Дай вам Бог здоровья!

Сергей Никольски
Цыганка, от грязи ли черная, то ли от сорта глины, из которого была слеплена её прабабка, сидит у перехода, вытянув ноги, будто желая занять собой как можно больше пространства:
– Помоги на хлебушек, молодой человек!

Через несколько ступенек такая же, только с вечно спящим, завернутым в одеяло ребёнком. У самого подъёма на тротуар – бомжеватый алкаш с сизым от холода лицом, чуть дальше – алкоголичка, лицо её аналогично одутловатое, в фиолетовых пятнах. Несколько шагов – и снова проверка на душевность: мужичок играет на гармошке, скверно, не попадая в диезы, «Лунную сонату», изображает музыканта, – и та же пьянь, только с благородным отливом: «Я жиж зарабатываю, а не просто стою тут». Этому можно и подать за умный вид. Не послушать, так хоть посмотреть. Пошаря в карманах, нашёл червонец и отдал свою десятину, усмехнувшись по-фарисейски, – душа и у меня есть, что ни говори.

Каждый будний день прохожу это испытание на милосердие: офис находится в квартале от перехода, а автостоянки у дверей работы не предусмотрено. Со временем научился не замечать и про себя окрестил попрошаек коллегами: и им, и мне постоянно нужны деньги, точнее, деньги заставляют каждый день думать о том, как обмануть, заставить подать, я заговорился, отдать свои кровные. Они дурят прохожих, я – покупателей. Мой принцип воркинга – не покрутишься – не заработаешь, поэтому давать за красивые глаза не мой принцип. Либо ты играешь на скрипке, дерёшь горло, пытаясь осилить горловое пение, либо сидишь голодным. Кто не работает, тот не ест.

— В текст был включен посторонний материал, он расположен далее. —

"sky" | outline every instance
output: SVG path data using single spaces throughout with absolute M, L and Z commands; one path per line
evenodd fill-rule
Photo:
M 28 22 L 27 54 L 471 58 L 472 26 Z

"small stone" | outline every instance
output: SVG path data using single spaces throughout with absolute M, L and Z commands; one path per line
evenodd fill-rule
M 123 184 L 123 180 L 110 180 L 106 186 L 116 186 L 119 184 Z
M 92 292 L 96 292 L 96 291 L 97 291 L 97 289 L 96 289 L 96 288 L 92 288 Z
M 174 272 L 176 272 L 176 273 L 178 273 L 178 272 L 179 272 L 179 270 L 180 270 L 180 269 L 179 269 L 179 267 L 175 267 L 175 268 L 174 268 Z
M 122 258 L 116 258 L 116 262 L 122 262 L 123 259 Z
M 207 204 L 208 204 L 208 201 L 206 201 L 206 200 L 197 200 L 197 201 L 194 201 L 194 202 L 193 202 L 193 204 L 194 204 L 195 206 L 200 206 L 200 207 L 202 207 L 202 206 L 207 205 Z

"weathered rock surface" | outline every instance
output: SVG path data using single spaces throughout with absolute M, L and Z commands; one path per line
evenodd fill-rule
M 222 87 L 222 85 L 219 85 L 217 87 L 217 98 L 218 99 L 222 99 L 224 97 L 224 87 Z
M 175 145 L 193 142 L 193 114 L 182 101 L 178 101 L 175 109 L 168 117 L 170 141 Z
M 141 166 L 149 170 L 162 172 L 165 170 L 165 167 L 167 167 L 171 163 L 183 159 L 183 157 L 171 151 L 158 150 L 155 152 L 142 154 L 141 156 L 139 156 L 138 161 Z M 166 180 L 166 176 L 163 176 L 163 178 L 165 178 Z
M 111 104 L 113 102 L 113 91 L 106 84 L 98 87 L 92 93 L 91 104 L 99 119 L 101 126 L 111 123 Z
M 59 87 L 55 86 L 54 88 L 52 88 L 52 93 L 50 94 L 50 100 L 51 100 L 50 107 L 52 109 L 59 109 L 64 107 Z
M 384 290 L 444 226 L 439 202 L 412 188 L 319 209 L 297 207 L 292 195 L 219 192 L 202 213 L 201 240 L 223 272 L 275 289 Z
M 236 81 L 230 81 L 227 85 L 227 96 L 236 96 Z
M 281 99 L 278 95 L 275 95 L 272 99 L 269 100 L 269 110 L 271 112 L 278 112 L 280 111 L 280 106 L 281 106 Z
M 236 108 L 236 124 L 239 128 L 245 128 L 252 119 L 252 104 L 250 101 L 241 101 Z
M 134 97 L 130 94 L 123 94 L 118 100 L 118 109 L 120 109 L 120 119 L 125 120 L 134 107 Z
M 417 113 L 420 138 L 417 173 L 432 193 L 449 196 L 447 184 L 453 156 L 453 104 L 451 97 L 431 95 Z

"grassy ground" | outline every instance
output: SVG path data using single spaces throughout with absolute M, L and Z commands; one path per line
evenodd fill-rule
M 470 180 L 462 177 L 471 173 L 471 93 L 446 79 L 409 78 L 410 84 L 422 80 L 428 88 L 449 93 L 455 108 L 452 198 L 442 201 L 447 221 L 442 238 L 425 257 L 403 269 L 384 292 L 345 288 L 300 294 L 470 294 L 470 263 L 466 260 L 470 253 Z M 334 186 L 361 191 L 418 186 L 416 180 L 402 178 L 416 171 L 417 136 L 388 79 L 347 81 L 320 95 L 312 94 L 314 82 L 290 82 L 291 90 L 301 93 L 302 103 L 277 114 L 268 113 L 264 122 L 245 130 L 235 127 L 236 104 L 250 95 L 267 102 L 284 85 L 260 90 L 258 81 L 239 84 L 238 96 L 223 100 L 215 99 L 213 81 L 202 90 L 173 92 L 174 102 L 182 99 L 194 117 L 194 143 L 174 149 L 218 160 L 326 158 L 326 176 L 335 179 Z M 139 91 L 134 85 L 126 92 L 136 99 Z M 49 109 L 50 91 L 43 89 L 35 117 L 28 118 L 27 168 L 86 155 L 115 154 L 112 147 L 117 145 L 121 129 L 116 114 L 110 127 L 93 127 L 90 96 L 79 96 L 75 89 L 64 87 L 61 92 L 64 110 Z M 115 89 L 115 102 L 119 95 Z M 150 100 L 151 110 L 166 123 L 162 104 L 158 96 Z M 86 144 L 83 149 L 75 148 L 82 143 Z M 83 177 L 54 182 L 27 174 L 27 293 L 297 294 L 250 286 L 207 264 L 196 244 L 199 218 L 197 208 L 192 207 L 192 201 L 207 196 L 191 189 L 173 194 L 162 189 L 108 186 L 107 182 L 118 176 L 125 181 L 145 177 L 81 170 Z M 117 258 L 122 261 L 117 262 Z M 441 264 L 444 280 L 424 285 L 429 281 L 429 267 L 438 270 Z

В преддверии праздников страждущих у бизнес паперти стало больше в разы. Теперь уже их не очередь, а инсталляция в духе ВНДХ: одна рожа краше другой, – и все охочи до сосудов с зелием успокоительным, не говоря уже о закуске. Сжав зубы, прохожу мимо паразитов общества. Кто-то из доброхотов-прохожих подаёт, я усмехаюсь, мысленно покручивая пальцем у виска. Через неделю – Новый год, и терпеть эти живые полусиние «бонусы» осталось недолго. Кто-то из коллег, выслушав моё раздражение, посоветовал изменить маршрут и отдохнуть от ежедневного многоголосого «подай на хлебушек», на том и договорился со своей совестью: лучше лишние двадцать метров на гололёде, чем испытание на никому не нужное милосердие.

Вечером заглянул Митяй, за солью и спичками, враз кончились, а я в доме самый добрый. Привыкнув к митяевским будто бы случайным неслучайностям, выделил необходимое.

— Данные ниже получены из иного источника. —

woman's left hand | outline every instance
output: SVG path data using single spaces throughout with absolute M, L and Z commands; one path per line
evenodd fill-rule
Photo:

– Получку завтра шеф обещался дать. Я те верну.

– Можешь не возвращать. Я неделю на попрошайках экономил, – усмехнулся я, разглядывая подозрительно помятого соседа, – мне всё равно, кому десятину платить. Дома-то есть что посолить?

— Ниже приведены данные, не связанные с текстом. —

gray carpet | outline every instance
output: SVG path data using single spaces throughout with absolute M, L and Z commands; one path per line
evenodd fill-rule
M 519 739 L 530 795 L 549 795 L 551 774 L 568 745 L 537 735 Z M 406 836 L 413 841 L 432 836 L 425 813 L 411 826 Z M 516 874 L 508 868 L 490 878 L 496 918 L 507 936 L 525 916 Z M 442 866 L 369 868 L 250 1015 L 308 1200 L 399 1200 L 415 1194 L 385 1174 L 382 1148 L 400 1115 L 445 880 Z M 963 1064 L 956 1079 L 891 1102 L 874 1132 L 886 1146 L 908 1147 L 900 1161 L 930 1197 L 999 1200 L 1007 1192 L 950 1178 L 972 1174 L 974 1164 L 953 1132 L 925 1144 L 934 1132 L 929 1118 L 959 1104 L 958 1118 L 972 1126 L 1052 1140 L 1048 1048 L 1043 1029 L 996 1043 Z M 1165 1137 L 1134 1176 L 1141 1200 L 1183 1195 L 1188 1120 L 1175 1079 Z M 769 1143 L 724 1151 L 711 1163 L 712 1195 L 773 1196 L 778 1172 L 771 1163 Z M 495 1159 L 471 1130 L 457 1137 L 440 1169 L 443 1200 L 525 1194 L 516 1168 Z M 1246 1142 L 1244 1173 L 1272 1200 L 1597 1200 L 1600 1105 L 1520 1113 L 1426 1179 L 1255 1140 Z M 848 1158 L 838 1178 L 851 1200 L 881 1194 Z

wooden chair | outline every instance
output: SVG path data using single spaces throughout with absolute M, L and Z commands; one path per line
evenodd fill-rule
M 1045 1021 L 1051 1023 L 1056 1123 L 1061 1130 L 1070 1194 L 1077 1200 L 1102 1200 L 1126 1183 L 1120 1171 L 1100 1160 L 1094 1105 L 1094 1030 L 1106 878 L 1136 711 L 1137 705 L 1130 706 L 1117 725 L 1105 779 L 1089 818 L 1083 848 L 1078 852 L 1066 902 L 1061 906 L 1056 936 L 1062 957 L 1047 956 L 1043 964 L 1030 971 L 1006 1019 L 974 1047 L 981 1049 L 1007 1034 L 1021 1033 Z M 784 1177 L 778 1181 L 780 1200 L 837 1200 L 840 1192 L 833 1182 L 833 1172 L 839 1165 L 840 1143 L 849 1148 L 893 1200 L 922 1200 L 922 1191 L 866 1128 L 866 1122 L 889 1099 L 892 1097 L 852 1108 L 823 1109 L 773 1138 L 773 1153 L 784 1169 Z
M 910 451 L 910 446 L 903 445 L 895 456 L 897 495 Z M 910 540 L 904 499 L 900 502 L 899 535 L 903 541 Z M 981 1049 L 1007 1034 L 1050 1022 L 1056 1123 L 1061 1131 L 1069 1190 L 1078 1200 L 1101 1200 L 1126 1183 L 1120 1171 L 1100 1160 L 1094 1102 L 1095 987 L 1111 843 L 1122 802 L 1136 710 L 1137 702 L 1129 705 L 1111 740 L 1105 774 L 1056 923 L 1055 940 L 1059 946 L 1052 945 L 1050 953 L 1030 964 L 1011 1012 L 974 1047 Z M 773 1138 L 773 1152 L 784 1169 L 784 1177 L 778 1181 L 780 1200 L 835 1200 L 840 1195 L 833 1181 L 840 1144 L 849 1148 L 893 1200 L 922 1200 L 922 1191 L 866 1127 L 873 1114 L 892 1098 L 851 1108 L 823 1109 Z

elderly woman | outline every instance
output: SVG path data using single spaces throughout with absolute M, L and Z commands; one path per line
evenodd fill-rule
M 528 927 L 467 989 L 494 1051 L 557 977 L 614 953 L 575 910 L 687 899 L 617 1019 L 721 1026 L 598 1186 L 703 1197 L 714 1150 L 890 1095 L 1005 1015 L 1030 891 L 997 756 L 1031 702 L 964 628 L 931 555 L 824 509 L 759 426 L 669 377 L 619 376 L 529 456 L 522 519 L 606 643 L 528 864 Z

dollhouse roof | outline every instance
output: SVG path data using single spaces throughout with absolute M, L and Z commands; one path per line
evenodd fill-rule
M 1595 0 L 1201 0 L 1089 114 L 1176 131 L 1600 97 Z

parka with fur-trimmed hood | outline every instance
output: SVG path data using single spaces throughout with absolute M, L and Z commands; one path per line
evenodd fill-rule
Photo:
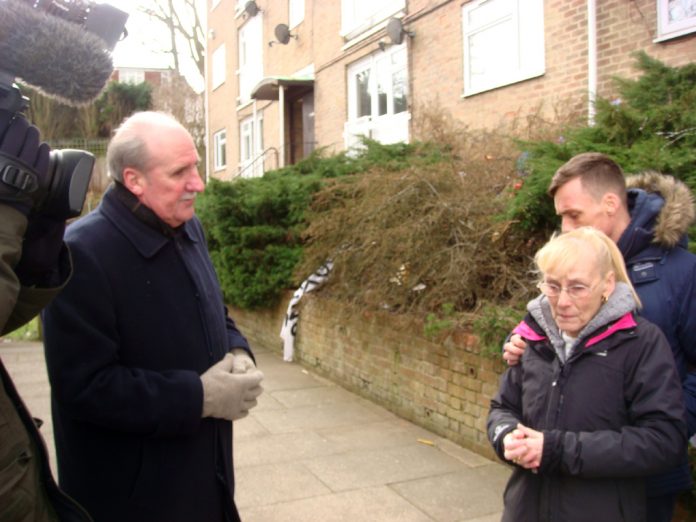
M 672 176 L 649 171 L 626 178 L 631 222 L 618 247 L 640 296 L 640 315 L 667 337 L 684 389 L 689 436 L 696 432 L 696 255 L 687 250 L 694 221 L 694 196 Z M 651 478 L 651 496 L 689 488 L 686 454 L 682 465 Z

– Есть, – Митяй как-то устало плюхнулся на стул в прихожке, хотя я вроде как и не предлагал, потёр грудь, – рыбу принесли, поставил ушицу вариться, а соль… вот… и закончилась. Не мандаринами же солить…

– Ясно. Бомжи твои тебя витаминами балуют… Работнички…

– А всё же люди, – Митяй, крякнув, встал, – ладно, пошёл я, – посмотрел на меня выразительно, – всяк зарабатывает, как может.

– Не стыдно от имени Будды Гаутамы мне здоровье прописывать? – скрестив руки, я наблюдал за медленно обувающимся Митяем.

– Не понял…

­– Каждый раз мне твои социопаразиты говорят «дай Бог тебе здоровья».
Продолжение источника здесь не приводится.